Bonjour je cherche une bonne protection en verre trempé pour iPhone 6 et j'ai trouvé ceci sur amazon
http://www.amazon.fr/Protection-Spi...p/B010MVJ6NS/ref=cm_cr_pr_product_top?ie=UTF8

Quelqu'un aurait un avis dessus ? Merci d'avance


----------



## DisSiri (17 Février 2016)

Je l'ai acheté lors d'une promo ( moins d'1€ !), elle fait le job mais n'est pas terrible. Les bords incurvés ne seront pas protégés, a tendance à se décoller sur les extrémités, bien qu'ayant une protection oleophobe elle graisse plus vite que l'écran nu et a de vilains reflets arc en ciel en plein soleil. Je n'ai pas testé sa résistance par contre  
Pour moins d'1€ c'est bien, plus non.


----------



## Shawn O'Connors (18 Février 2016)

la protection oléophobique n'est pas la pour empêcher les traces de doigts sur ton écran  mais elle permet de les enlever en quelques coups de chiffonette sans aucun produit , ce qui est très pratique et bien plu rapide que sur l'écran nu


----------



## DisSiri (18 Février 2016)

Shawn O'Connors a dit:


> la protection oléophobique n'est pas la pour empêcher les traces de doigts sur ton écran  mais elle permet de les enlever en quelques coups de chiffonette sans aucun produit , ce qui est très pratique et bien plu rapide que sur l'écran nu


L'écran nu de l'iPhone a un revêtement oléophobe également  
Et il semblerait de meilleure qualité que celui de la protection spigen qui a le don de bien étaler le gras, bien plus que l'écran nu. Je dois le nettoyer plusieurs fois par jour contre 1 à 2 fois par semaine pour l'écran nu.


----------



## Be Geek (20 Mars 2016)

Gaffe aux Spigen low cost .. car le produit est largement contre fait, on trouve du faux Spigen de partout.
Pour se prémunir, la marque à même dû se doter d'un système avec un numéro de série à contrôler en ligne.

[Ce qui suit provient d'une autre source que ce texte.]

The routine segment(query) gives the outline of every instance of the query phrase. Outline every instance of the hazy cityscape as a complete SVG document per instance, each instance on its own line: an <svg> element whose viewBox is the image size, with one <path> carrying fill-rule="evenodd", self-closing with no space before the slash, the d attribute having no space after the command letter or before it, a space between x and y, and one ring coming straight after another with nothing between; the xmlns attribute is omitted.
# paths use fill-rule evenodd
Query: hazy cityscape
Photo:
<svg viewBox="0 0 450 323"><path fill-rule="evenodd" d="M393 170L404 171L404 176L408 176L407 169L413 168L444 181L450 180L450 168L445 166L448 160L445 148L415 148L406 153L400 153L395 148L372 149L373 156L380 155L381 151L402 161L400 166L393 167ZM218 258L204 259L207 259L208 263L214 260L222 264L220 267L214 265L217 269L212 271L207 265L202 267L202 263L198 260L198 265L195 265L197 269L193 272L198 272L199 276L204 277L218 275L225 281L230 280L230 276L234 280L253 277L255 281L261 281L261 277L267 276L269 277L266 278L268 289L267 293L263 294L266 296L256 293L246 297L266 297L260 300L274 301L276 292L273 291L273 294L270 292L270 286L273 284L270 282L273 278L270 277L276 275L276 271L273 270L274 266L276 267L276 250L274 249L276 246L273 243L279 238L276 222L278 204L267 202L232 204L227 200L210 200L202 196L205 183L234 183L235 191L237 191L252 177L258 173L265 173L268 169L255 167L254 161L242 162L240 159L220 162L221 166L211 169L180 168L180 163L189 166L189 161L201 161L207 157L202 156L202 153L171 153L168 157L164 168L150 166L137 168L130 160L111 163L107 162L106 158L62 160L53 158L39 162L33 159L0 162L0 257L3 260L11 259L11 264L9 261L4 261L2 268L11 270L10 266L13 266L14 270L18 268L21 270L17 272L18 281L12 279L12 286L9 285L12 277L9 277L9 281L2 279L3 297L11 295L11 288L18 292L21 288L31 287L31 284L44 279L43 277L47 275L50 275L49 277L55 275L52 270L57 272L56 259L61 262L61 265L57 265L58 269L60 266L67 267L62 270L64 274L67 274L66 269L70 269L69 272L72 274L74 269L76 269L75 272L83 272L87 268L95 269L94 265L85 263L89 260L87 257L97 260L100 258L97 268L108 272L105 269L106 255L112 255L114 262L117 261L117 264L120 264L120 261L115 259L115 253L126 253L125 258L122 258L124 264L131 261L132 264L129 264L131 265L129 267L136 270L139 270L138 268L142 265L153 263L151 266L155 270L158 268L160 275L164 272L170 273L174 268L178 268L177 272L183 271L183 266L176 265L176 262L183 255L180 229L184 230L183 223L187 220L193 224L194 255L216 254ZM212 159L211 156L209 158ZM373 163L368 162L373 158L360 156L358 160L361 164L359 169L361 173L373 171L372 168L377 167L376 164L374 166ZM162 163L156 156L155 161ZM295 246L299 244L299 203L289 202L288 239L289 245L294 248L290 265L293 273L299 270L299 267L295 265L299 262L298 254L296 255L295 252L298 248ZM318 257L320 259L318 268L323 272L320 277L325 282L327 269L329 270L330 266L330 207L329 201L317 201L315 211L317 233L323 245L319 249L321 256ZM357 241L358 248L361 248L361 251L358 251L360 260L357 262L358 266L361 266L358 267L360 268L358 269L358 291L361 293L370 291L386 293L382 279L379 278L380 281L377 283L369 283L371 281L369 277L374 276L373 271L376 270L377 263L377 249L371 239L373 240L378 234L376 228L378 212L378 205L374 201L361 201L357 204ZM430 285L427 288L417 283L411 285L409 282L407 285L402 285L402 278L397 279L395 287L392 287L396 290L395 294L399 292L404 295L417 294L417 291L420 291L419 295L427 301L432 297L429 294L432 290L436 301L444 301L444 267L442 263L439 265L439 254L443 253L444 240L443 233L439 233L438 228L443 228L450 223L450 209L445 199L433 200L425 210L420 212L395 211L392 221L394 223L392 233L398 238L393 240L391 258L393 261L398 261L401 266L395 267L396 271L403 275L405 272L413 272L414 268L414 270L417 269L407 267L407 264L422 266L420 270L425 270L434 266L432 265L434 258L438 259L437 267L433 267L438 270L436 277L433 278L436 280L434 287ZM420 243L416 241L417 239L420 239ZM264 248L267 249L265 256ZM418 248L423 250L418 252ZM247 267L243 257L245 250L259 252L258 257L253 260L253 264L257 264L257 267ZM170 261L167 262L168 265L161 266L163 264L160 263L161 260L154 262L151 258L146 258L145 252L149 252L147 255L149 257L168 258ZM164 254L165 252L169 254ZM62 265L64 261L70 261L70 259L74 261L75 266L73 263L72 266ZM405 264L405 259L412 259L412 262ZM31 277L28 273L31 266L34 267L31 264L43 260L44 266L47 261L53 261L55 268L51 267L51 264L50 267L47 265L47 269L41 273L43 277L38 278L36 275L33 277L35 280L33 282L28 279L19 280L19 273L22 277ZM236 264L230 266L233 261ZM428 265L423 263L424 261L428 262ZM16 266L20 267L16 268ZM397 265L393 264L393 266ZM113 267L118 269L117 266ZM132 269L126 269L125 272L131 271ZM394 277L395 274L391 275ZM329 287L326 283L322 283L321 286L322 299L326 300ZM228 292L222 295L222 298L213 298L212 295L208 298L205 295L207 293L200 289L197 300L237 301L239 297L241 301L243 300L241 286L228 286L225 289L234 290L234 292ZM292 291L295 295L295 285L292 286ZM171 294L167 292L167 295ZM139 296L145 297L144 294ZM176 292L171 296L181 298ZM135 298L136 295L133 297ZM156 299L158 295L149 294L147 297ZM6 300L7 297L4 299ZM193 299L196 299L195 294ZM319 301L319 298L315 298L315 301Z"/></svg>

Pour avoir eu des Spigen, vos commentaires sur le traitement de surface sont étonnant et surtout sur l'effet de moiré, le reflets arc en ciel c'est le signe d'un produit en polycarbonate durci et non d'un verre de qualité .. (un débat pour mes amis opticiens, lol).

Hormis le prix et le fait de ne pas la prendre trop fine en Ultra Slim 0.26mm (de mémoire) Spigen reste top.

Pour ne pas faire de pub, mais bon si c'est mérité.. toute la famille roule en verre Diamond Glass HD sur iPhone 4 / 5S / 6 et 6S plus
avec sans doute le meilleur résultat/prix/durabilité testé jusque là, surtout c'est un véritable verre optique et non un polycarbonate durci comme 99% des produits low cost chinois (Verre polycarbonate trempé et cuit avec un durcisseur en surface) ..
Bref, du très bon, made in Germany et si tu casses, tu as une offre d'échange avec les frais de port offert pendant un an.. www.diamglass.com

Une dernière remarque, oubliez les versions "full cover" qui couvrent l'intégralité de la surface d'un petit subterfuge, je pense à l'iPhone 6/6S et +, il suffit de regarder les avis sur le sujet. Malheureusement, ça ne tient pas la route, on aurait aimé, mais bon.

Sinon, une coque et une protection en verre trempé haut de gamme, perso plus jamais sans et surtout pour le traitement Anti-trace !!


----------



## Samcy (10 Avril 2016)

Les protection d'Anker sont excellente et coûtent  6€. J'en ai une sur mon 6 et une autre en réserve au cas où qu'elle ait à faire son job. Ce verre trempé est vraiment agréable au quotidien, sûrement due aux bords arrondis. J'avais fait poser une Belkin en Apple Store et franchement elle était horrible, après une semaine, les bords à angles droit s'effritaient. Comme quoi, il ne faut pas claquer des dizaines d'euros pour un bon produit.


----------